Laced with interference, the words hissed from the communicator console. “It took me a while to find you, Hadlo. But I told you this day would come, do you remember?”
He scrambled to his feet and threw himself at the porthole in the wall of the lighter’s hull. Outside he saw two shapes moving slowly, circling the vessel: Cardassian warships. “Dukat?” Hadlo said the name like a curse.
“You are no more use to Cardassia, priest. Your gods have forsaken you. Your faith will not protect you.” Hadlo could almost see the smile.
“No!” He lunged at the console. “The Way is eternal, it cannot be destroyed! You must not do this, Dukat! The path to the fire and the burning cities, this will bring that to pass! I have seen it, I know the future—”
But the signal had already ceased, and outside a salvo of disruptor bolts reached down to tear the freighter apart.
It was a simple memorial, one among hundreds of others. There were funerals taking place every day in a dozen cities, and even as Darrah bent to run his fingers over the arc of Lonnic’s headstone, the sounds of ritual chants reached him from across the ornamental gardens. In a moment of open grief, Jas Holza had ordered that part of the keep’s grounds be consecrated as a place of rest. Markers had sprouted up overnight, and here in this eastern corner there were places for those who had perished in the reprisal fleet at Ajir. Nearby a woman and a young dark-haired boy stood holding duranja lamps in front of the stone etched with Li Tarka’s name. The woman was crying, but the look on the boy’s face was firm with determination as he laid a prayer paper at the foot of the arch.
D
arrah rested his hand on the sun-warmed stone and thought of Lonnic Tomo. One more loss among so many. He took a breath, and it shuddered through him.
“Sorry about your friend.” Syjin put his hands in his pockets, uncomfortable to be among the dead.
Darrah stood. “Thanks.” He took a moment to gather his thoughts. “Why are you here?”
Syjin nodded at another arch. “Paying my respects, like you. The engineer on the Kylen used to crew with me.” He blew out a breath.
“I didn’t bring any papers,” Darrah said quietly. “Didn’t come here to see Tomo, really. I want to talk to Osen.” He jerked a thumb at the keep behind them.
“They made him a vedek, I heard.”
“Yeah. A lot of priests died when the monastery fell, Cotor and a lot of others. Arin had Gar pushed up the ranks to fill the gaps.” He sniffed. “But now he’s got duties, what with the monks from Kendra being rehoused at the keep for the interim…”
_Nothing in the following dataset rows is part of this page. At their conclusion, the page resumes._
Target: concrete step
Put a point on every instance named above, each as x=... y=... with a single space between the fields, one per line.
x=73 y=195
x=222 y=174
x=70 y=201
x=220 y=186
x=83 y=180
“And he doesn’t have time to talk to an old friend?”
“Yeah.” Darrah nodded again. Gar’s refusal to even see the inspector wasn’t like him. He thought about that stormy night again, of Gar’s wild claims. It was one more element of a growing disquiet that hung around the lawman like a cowl of smoke.
Syjin kicked at a loose stone. “Listen, uh, Mace. It’s best you hear this from me before someone else tells you. I don’t want you to get mad or anything, okay?”
Darrah looked up at him and said nothing.
“Karys and the cubs? It was me, okay? She came to me and she asked me to take them to the colony on Valo II. I didn’t put the idea into her head or anything, but I got them offplanet.”
A flare of anger burned bright and then died just as quickly. “No. It’s all right. I’m glad it was you. You don’t need to be sorry. I feel better knowing it was someone trustworthy who did it. Thank you.”